⑤路上喫煙禁止:路上喫煙の禁止を厳しく取り締まるべきですか?
北区は条例で、区内全域の道路などの屋外の公共の場所では歩きたばこは禁止され、王子や赤羽などの一部の駅周辺では立ち止まっての喫煙も禁止されています。条例には罰則も定められている一方、適用の前提となる「重点地区」の指定はされていません。ルール違反の喫煙者に対し、強い取り締まりを求める声があります。

⑥外国人地方行政参加:外国人も地方行政に参加できる機会を拡大するべきですか?
日本国籍を持たない外国人住民に首長や議員の選挙で投票などができる「参政権」は認められていませんが、特定の案件で直接住民の賛否を問う「住民投票」などの地方行政への参加は自治体が条例で定めることができます。

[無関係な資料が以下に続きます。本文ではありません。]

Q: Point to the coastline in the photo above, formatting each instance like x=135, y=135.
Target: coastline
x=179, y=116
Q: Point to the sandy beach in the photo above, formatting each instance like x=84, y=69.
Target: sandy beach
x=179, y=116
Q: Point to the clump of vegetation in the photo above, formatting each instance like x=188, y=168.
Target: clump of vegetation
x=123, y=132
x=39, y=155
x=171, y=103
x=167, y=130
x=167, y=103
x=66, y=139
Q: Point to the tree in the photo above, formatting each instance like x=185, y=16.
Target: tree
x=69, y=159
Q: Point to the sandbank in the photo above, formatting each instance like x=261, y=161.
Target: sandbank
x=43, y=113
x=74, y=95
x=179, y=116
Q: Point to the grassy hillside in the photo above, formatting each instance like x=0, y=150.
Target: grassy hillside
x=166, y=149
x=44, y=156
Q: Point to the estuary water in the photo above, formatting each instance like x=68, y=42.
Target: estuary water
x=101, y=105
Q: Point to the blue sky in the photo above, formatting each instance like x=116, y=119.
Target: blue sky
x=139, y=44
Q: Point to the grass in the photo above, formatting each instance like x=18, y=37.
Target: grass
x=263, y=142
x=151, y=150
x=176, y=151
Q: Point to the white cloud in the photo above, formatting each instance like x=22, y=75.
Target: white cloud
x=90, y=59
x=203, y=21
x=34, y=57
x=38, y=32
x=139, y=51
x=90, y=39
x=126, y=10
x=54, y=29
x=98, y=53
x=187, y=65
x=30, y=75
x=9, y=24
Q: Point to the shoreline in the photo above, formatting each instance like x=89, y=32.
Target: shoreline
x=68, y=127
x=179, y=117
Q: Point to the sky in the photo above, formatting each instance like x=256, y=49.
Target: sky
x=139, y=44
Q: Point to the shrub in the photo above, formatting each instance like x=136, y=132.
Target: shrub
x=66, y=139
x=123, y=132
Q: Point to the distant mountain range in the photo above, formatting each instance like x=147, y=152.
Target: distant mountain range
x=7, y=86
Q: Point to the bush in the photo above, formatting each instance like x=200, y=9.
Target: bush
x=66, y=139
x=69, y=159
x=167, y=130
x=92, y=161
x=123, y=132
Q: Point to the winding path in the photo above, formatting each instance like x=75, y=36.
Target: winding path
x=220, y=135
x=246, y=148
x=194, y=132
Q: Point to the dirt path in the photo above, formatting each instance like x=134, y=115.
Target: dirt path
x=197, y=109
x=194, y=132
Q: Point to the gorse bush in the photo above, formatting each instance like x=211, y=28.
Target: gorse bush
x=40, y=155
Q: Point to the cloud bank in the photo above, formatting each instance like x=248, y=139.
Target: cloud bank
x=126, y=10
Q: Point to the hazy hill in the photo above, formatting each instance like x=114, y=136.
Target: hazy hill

⑦選択的夫婦別姓:選択的夫婦別姓制度を導入すべきですか?
夫婦が望む場合に、結婚後もそれぞれ結婚前の姓を称することを認める制度です。現在はどちらか一方の姓を称するよう法で定められていますが、現実には男性より女性が姓を変える例が圧倒的多数です。改姓による生活上の不利益やアイデンティティの喪失など様々な問題が指摘されています。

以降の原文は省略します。